No entanto, em 2003, a geração de eletricidade alcançou a ordem de 7.845 MW. Porém, o consumo de eletricidade na zona rural da respectiva micro-região atingiu o volume de 5,09% referente ao total gerado. Demonstrando dessa maneira, que o programa de eletrificação rural foi um dos principais fatores que acabou contribuindo para a expansão do parque gerador de eletricidade no Planalto Central Goiano.
Por fim, conforme exposto logo acima, cabe esclarecer que esta pesquisa pretende, apenas, identificar as principais características do uso final de eletricidade na zona rural do extremo sudoeste goiano nos municípios de Rio Verde, Jataí e Mineiro a partir da seleção de três propriedades rurais que foram contempladas pelo Projeto OECF. A partir daí, procurar-se-á observar, analisar e descrever as situações pertinentes às instalações elétricas utilizadas para fins produtivos e domésticos.
2. Aplicação da Metodológica
Realização do levantamento de informações mediante o seguinte roteiro:
a) Identificação do sistema elétrico rural existente na micro-região
b) Informações sócio-econômicas da micro-região
c) Informações sócio-econômicas das propriedades identificadas
d) Informações técnicas sobre a distribuição e uso final da eletricidade
e) Análises casos identificados
A respectiva micro-região e as três propriedades identificadas nos municípios de Rio Verde, Jataí e Mineiro (Fazenda São José, Onça e Rio Paraíso), foram escolhidas levando-se em consideração que é no município de Jataí que, atualmente, mantenho residência.
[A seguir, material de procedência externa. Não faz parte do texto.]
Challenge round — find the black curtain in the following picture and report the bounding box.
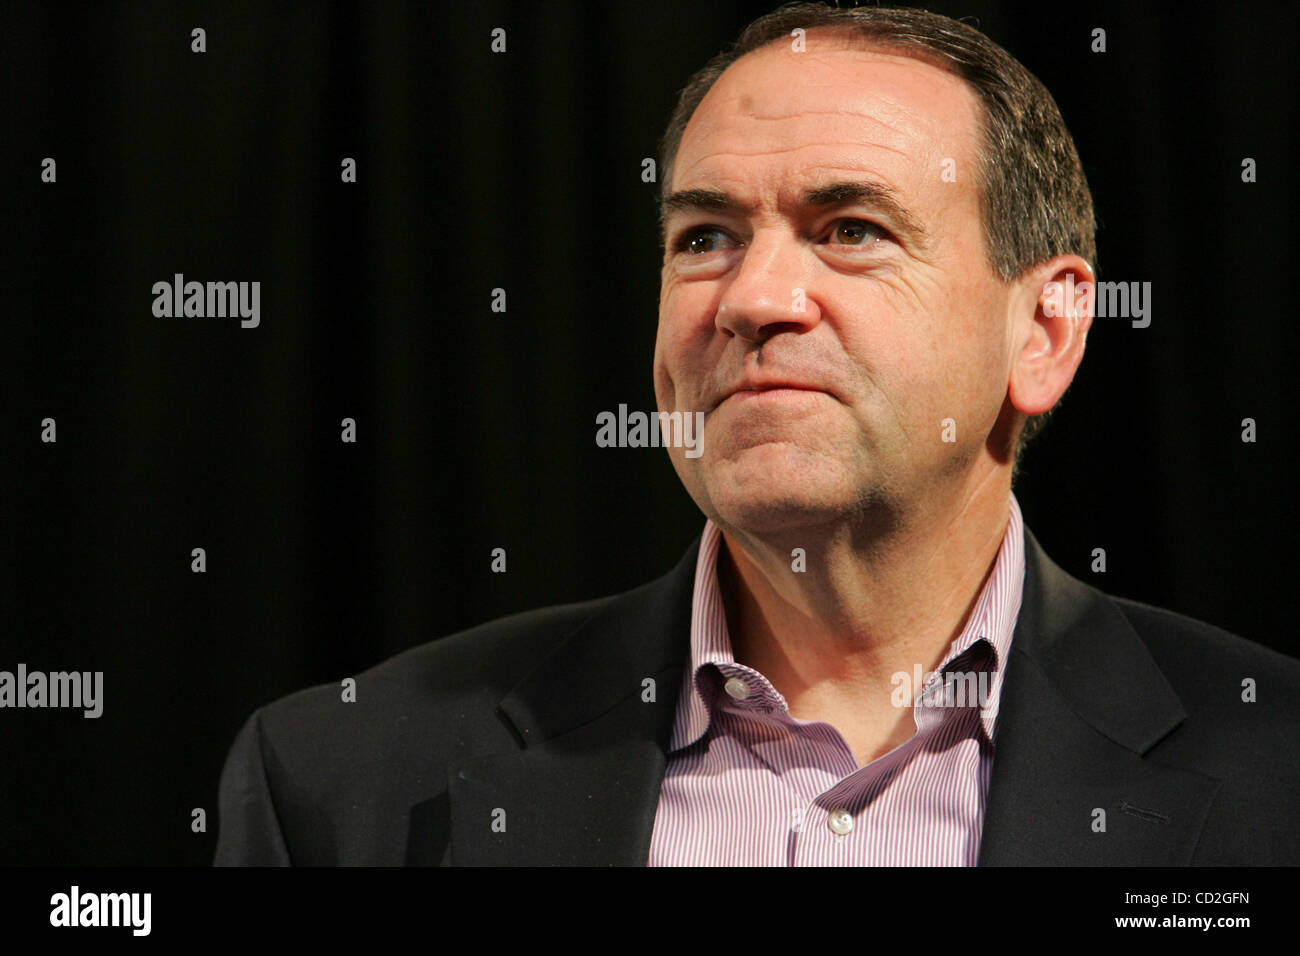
[3,0,1296,864]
Todavia, procurou-se eleger um conjunto de três propriedades que possuíssem graus de utilização de energia elétrica diferenciados, fornecendo assim, uma maior diversidade de informações.
3. Resultados dos Dados
O sistema de eletrificação rural na micro-região possui as seguintes características de fornecimento de eletricidade pela CELG:
- tensões nominais de atendimento:
- 13,8 e 34,5 kV para sistema trifásico;
- 7,96 e 19,91 kV para sistema monofásico.
- tensões secundárias para transformador particular:
- 440/220 V para transformador monofásico;
- 380/220 V para transformador trifásico;
- 220/127 V para transformador trifásico.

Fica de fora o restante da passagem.